My English accent was popular with women while seeming to make some men think I was behaving in a superior way, or that it was proof all English men were gay! I had a bumper sticker on my Chevrolet Camaro, that said CORNISH MEN DO THINGS DRECKLY. This caught people’s attention, and they asked me if it meant the same as the Southern expression Directly. It kind of does, but the rebellious Cornish meaning is more I’ll get around to it when I feel like it.”

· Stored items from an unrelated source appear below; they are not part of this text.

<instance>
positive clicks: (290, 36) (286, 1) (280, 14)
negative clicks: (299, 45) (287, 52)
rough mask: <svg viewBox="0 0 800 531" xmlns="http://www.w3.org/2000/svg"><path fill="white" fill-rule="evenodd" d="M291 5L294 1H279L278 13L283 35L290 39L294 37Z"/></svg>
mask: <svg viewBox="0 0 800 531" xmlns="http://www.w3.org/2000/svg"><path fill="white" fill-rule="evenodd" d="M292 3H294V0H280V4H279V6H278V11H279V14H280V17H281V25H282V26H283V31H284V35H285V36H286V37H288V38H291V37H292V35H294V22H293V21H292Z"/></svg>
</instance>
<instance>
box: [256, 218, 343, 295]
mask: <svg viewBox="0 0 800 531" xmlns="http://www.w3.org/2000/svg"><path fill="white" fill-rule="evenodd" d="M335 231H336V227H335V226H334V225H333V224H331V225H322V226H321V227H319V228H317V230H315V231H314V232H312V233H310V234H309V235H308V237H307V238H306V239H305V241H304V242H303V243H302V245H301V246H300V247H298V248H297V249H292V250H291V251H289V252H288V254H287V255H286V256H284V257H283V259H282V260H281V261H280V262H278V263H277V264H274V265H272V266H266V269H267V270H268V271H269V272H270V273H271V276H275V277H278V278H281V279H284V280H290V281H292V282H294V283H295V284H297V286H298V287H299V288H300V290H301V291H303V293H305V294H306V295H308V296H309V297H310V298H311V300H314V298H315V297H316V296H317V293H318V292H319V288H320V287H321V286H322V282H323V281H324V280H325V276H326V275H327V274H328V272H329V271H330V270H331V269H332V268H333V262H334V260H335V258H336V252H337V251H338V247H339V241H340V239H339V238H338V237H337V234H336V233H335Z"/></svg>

Interested in language, I was startled to find how archaic words and pronunciations had been retained in America. I’d thought that Fall for Autumn, was an Americanism, but it’s what Brits used to say, as it derives from the Old English word ‘feallan’ meaning to fall or die—perfect for describing falling leaves.

Even more surprising to me, was how Americans had retained the French pronunciation of some words, which is why they said “Erb” for Herb, and that what an English person would pronounce as a Fill-it for a fillet of fish was said in the French way for filet—with an accent on the last syllable—Fil-ay. The spelling was also different.

I have an occasional American character in my Cornish Detective novels, an FBI agent, so I make sure that he speaks differently enough to be noticeable.

Separated by the pond, do you have any favourite American or British English expressions?